Coombs, W. P. 1978. The families of the ornithischian dinosaur order Ankylosauria. Palaeontology 21(1):143–170.

Ford, T. L. 2000. A review of ankylosaur osteoderms from New Mexico and a preliminary review of ankylosaur armor. Pages 157–176 in S. G. Lucas, and A. B. Heckert, editors. Dinosaurs of New Mexico. New Mexico Museum of Natural History and Science, Albuquerque, New Mexico. Bulletin 17.

Lull, R. S. 1921. The Cretaceous armored dinosaur, Nodosaurus textilis Marsh. American Journal of Science (5th series) 1(2):97–126.
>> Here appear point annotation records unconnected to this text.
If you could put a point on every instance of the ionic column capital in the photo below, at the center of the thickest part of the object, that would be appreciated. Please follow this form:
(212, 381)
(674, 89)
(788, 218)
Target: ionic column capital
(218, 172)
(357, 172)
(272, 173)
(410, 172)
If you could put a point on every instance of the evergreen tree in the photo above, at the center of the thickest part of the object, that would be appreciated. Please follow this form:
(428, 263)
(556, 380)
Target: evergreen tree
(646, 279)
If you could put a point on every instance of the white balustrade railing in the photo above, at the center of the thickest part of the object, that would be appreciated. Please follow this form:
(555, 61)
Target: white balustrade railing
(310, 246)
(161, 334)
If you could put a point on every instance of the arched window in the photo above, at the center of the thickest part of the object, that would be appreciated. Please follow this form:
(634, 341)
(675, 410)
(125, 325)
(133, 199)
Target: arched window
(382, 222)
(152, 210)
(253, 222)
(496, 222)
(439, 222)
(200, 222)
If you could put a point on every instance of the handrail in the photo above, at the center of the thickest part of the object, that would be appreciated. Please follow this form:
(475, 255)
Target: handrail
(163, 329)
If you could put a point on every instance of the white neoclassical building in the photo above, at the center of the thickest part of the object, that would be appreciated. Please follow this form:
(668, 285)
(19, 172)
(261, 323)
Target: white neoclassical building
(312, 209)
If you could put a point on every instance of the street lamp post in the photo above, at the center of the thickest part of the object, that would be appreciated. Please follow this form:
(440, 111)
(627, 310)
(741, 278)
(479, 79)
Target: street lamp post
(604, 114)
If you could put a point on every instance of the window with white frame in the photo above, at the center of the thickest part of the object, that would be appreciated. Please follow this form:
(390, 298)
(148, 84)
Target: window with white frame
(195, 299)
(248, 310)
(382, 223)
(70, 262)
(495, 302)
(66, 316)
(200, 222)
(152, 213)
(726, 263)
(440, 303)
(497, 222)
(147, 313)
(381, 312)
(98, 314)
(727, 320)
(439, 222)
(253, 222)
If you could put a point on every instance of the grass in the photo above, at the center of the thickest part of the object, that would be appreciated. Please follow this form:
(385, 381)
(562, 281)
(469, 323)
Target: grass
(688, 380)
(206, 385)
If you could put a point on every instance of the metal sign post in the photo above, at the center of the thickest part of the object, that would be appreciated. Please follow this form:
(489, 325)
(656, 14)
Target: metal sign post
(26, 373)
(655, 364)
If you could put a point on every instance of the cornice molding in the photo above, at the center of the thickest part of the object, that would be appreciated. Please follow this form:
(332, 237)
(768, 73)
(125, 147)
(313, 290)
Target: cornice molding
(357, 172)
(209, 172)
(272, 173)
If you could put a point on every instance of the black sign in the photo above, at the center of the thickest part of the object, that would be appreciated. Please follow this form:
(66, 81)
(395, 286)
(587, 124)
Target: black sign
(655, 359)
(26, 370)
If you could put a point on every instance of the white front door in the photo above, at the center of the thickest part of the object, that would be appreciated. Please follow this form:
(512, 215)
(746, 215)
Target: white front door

Moodie, R. L. 1910. An armored dinosaur from the Cretaceous of Wyoming. Kansas University Science Bulletin 5:257–273. (text) (plates)

Tanke, D., and B. Rothschild. 2002. DINOSORES: An annotated bibliography of dinosaur paleopathology and related topics—1838–2001. New Mexico Museum of Natural History and Science, Albuquerque, New Mexico. Bulletin 20.

Williston, S. W. 1905. A new armored dinosaur from the Upper Cretaceous of Wyoming. Science 22(564):503–504.

Williston, S. W. 1908. Review: The Ankylosauridae. The American Naturalist 42(501):629–630.